Chris Daykin, the Government Actuary, has written to life insurance companies saying that they may breach some of what were seen as inviolable regulatory requirements.

Mr Daykin said the letter was sent to reassure worried insurance companies that had run up against minimum funding requirements following the recent slump in equity prices.

Mr Daykin and the Department of Trade and Industry monitor insurers closely to ensure they have the money to make payouts. Life companies hold assets in many forms, including bonds and shares, but are required to hold enough funds to meet claims even if share prices, and thus asset values, drop.

A spokesman for the DTI said yesterday that to talk of relaxing the rules was alarmist. Mr Daykin had simply re-affirmed the original intentions.

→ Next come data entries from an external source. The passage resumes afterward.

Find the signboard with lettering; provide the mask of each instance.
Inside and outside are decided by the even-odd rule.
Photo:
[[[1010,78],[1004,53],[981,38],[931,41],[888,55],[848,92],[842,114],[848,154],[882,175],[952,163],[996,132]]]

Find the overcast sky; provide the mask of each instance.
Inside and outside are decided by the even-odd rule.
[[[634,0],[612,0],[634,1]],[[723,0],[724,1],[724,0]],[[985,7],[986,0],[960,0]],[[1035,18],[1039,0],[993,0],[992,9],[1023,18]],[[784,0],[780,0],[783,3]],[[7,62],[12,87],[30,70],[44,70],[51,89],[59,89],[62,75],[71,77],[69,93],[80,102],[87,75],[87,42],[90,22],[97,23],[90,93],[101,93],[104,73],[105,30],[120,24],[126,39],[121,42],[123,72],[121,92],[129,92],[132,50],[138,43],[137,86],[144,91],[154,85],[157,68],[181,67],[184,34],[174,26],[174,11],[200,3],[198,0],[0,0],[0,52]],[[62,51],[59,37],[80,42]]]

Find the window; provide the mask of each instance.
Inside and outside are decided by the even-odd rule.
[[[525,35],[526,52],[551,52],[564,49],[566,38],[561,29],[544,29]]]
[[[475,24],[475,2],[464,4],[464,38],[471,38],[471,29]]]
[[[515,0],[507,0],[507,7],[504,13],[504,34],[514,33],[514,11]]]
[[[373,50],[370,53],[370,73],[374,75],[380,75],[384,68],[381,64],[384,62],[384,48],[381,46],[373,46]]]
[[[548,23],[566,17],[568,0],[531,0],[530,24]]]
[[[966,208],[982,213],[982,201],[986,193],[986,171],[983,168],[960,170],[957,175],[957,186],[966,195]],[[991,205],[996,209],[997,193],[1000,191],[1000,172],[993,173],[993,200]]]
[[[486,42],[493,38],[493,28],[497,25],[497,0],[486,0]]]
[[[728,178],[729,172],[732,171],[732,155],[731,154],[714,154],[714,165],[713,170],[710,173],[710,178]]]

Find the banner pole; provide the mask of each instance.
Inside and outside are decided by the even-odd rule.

Mr Daykin is prepared to relax the regulations only if companies consult his office. The one rule is that life companies must have enough liquidity to meet commitments, and have something to spare, if share prices fall 25 per cent.

The summer's 15 per cent slump in share prices means life insurers are much nearer the point when they may break into the 25 per cent cushion.

Without Mr Daykin's allowance, some life companies would have been obliged to switch from shares into less volatile investments like bonds. Several smaller institutions are believed to have switched already from equities to bonds.

On Thursday the FT-SE 100 Index ended seven successive falls with two days of rises. Selling by big institutions to comply with solvency ratio requirements could have sent the markets down further.

Mr Daykin does not propose that the 25 per cent rule be abandoned but that companies be able to work with a 20 or 22 per cent margin.